Quando essas empresas sobem, todo o índice dispara. Quando vacilam, tudo treme.
Porque isto é importante:
Os pesos pesados do S&P 500 são um clube restrito de ações tecnológicas: Nvidia, Apple, Microsoft, Alphabet, Amazon, Broadcom e Meta. Mesmo os "outsiders" estão ligados à tecnologia.
A Tesla é uma empresa automóvel que investe fortemente em IA e robótica. A holding de Warren Buffett's, Berkshire Hathaway, tem grandes participações na Apple e na Alphabet. A subida da Eli Lilly's deve-se a medicamentos para perda de peso, amplificada por uma onda viral nas redes sociais.
Muito depende da maior delas, a Nvidia. Sempre que divulga resultados, superar ou ficar abaixo das expectativas pode fazer oscilar todo o índice.
O investimento passivo continua a alimentar a concentração. Os fundos que replicam índices como o S&P 500 compram as maiores empresas simplesmente porque já são grandes. Isso aumenta o seu peso no índice, reforçando a diferença em relação ao resto do mercado.
Com quase metade do índice concentrada em dez ações, o ciclo de compra torna-se autorreforçado. A ponderação por capitalização de mercado significa que mesmo fundos diversificados podem depender de poucos nomes.
Facto rápido: Os índices de ponderação igual evitam este enviesamento ao atribuir o mesmo peso a cada ação.
A concentração de mercado não se deve apenas a um ciclo de investimento passivo — também reflete fundamentos genuínos.
As grandes tecnológicas geram um enorme crescimento dos lucros, alcance global e inovação em áreas como a IA. Os seus modelos digitais escalam quase sem limite: uma vez construídas as plataformas, chips ou clouds, cada utilizador adicional custa muito pouco. Isso cria margens elevadas, enormes reservas de liquidez e barreiras competitivas difíceis de ultrapassar, dando às empresas dominantes o poder de alargar a sua vantagem.
A história mostra que mercados concentrados podem amplificar booms e crashes. No final dos anos 1990, as ações tecnológicas dominavam os índices antes do crash das dot-com. E nessa altura, as 10 empresas mais valiosas apenas atingiram o pico de 27% do S&P 500.
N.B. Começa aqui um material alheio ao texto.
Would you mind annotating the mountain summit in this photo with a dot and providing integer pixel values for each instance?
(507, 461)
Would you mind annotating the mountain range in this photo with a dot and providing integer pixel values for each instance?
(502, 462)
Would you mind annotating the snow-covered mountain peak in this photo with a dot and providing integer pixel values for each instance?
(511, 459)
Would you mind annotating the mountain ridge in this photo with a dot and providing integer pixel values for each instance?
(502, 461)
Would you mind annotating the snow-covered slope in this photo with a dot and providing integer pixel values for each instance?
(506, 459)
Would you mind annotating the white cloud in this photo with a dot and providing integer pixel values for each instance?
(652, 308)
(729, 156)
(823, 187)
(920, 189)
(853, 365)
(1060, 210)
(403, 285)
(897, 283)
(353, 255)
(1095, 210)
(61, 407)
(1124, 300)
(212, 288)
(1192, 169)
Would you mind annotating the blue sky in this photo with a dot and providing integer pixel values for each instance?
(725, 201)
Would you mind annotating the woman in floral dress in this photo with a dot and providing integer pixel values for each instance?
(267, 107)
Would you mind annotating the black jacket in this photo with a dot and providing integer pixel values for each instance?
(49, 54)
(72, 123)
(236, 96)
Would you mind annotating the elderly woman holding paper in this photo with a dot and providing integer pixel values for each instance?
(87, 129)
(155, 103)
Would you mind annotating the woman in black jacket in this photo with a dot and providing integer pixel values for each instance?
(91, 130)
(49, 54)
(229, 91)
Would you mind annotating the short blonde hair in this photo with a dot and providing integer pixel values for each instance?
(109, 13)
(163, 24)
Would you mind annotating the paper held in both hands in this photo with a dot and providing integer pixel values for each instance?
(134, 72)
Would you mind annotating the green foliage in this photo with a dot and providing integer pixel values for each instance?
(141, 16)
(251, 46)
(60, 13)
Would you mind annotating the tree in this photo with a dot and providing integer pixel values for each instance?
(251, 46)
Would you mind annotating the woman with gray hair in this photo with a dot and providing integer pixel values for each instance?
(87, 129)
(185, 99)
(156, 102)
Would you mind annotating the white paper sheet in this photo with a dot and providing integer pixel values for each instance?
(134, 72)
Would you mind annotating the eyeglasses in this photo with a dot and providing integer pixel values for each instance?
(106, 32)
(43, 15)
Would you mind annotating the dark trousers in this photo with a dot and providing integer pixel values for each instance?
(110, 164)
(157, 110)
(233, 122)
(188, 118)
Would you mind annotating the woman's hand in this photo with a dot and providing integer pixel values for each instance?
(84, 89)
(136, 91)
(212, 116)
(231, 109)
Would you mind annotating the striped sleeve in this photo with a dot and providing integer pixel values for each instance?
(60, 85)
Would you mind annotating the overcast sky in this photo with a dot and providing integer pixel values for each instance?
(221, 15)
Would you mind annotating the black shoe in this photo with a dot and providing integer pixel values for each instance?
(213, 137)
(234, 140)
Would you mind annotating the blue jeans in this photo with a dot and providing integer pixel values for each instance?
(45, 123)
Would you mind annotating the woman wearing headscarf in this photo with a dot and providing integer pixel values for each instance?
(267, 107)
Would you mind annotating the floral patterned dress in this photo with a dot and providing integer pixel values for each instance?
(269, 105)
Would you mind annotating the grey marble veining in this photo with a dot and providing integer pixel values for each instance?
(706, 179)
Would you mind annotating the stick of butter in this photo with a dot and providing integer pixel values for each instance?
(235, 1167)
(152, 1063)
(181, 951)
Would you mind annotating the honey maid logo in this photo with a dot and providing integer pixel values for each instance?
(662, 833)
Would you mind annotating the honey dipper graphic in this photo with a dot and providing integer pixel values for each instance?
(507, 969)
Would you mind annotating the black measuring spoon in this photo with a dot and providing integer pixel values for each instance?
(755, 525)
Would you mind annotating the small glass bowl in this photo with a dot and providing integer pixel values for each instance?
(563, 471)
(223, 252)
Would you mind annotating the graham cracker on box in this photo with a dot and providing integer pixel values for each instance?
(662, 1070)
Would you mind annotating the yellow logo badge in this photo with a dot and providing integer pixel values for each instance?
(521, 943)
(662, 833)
A situação atual é diferente: as mega-caps são lucrativas e consolidadas.
Mas a lição permanece: quando um punhado de empresas impulsiona todo o mercado, a volatilidade aumenta. Os investidores devem observar se este boom da IA cria novos vencedores, alargando a liderança, ou mantém os ganhos confinados a poucos nomes.
As 10 principais ações representam mais de 40% do valor de todo o índice S&P 500. Este indicador de ações dos EUA é um dos índices mais seguidos e influentes do mundo, com muitos fundos e pensões em todo o mundo a usá-lo como referência.